Nev-i beşer bu son Harb-i Umuminin eşedd-i zulüm ve eşedd-i istibdadıyla ve merhametsiz tahribatıyla ve birtek düşmanın yüzünden yüzer masumu perişan etmesiyle ve mağlupların dehşetli meyusiyetleriyle ve galiplerin dehşetli telaş ve hakimiyetlerini muhafaza ve büyük tahribatlarını tamir edememelerinden gelen dehşetli vicdan azaplarıyla ve dünya hayatının bütün bütün fani ve muvakkat olması ve medeniyet fantaziyelerinin aldatıcı ve uyutucu olduğu umuma görünmesiyle ve fıtrat-ı beşeriyedeki yüksek istidadatın ve mahiyet-i insaniyesinin umumi bir surette dehşetli yaralanmasıyla ve gaflet ve dalaletin, sert ve sağır olan tabiatın, Kuranın elmas kılıcı altında parçalanmasıyla ve gaflet ve dalaletin en boğucu, aldatıcı, en geniş perdesi olan siyaset-i ru-yi zeminin pek çirkin, pek gaddarane hakiki sureti görünmesiyle, elbette ve elbette, hiç şüphe yok ki: Şimalde, garpta, Amerikada emareleri göründüğüne binaen, nev-i beşerin maşuk-u mecazisi olan hayat-ı dünyeviye böyle çirkin ve geçici olmasından, fıtrat-ı beşerin hakiki sevdiği, aradığı hayat-ı bakiyeyi bütün kuvvetiyle arayacak.

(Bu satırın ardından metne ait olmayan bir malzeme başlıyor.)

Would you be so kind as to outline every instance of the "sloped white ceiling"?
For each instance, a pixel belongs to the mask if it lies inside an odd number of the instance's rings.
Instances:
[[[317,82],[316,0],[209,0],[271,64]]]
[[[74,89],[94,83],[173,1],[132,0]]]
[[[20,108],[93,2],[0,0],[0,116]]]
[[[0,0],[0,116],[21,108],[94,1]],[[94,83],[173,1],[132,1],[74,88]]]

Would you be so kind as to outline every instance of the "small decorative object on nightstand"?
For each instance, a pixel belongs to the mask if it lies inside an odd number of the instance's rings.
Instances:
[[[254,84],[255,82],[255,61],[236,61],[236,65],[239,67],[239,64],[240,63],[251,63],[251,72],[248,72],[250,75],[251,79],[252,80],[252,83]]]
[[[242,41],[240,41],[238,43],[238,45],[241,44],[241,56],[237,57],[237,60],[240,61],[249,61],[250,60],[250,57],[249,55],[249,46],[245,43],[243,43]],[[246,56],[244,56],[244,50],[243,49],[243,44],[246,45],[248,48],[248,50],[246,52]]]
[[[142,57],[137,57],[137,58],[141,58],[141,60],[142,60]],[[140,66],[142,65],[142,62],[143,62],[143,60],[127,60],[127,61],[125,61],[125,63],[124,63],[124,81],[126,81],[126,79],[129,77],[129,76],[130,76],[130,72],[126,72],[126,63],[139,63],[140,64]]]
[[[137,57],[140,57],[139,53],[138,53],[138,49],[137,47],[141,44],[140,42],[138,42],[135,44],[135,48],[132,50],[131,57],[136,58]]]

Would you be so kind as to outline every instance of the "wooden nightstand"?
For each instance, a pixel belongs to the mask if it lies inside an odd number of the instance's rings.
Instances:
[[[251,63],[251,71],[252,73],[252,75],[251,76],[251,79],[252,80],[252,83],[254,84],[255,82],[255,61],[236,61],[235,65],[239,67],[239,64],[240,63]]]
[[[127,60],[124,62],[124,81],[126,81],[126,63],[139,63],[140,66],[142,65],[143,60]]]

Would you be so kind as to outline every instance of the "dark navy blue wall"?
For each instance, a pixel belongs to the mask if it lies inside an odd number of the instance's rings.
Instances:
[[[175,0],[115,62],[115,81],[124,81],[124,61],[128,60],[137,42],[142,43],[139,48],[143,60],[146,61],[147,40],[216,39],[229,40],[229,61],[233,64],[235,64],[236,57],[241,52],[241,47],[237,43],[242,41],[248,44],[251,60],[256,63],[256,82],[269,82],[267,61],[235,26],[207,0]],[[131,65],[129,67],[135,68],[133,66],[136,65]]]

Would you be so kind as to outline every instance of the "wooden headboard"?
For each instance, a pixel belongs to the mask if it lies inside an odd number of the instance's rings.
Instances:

Ve elbette, hiç şüphe yok ki: Bin üç yüz altmış senede, her asırda üç yüz elli milyon şakirdi bulunan ve her hükmüne ve davasına milyonlar ehl-i hakikat tasdik ile imza basan ve her dakikada milyonlar hafızların kalbinde kudsiyet ile bulunup lisanlarıyla beşere ders veren ve hiçbir kitapta emsali bulunmayan bir tarzda beşer için hayat-ı bakiyeyi ve saadet-i ebediyeyi müjde veren ve bütün beşerin yaralarını tedavi eden Kuran-ı Mucizül-Beyanın şiddetli, kuvvetli ve tekrarlı binler ayatıyla, belki sarihan ve işareten on binler defa dava edip haber veren ve sarsılmaz, kati delillerle, şüphe getirmez hadsiz hüccetleriyle hayat-ı bakiyeyi katiyetle müjde ve saadet-i ebediyeyi ders vermesi; elbette nev-i beşer bütün bütün aklını kaybetmezse, maddi veya manevi bir kıyamet başlarına kopmazsa, İsveç, Norveç, Finlandiya ve İngilterenin Kuranı kabul etmeye çalışan meşhur hatipleri ve Amerikanın din-i hakkı arayan ehemmiyetli cemiyeti gibi ru-yi zeminin geniş kıtaları ve büyük hükumetleri Kuran-ı Mucizül-Beyanı arayacaklar ve hakikatlerini anladıktan sonra bütün ruh u canlarıyla sarılacaklar. Çünkü bu hakikat noktasında, katiyen Kuranın misli yoktur ve olamaz ve hiçbir şey bu mucize-i ekber in yerini tutamaz.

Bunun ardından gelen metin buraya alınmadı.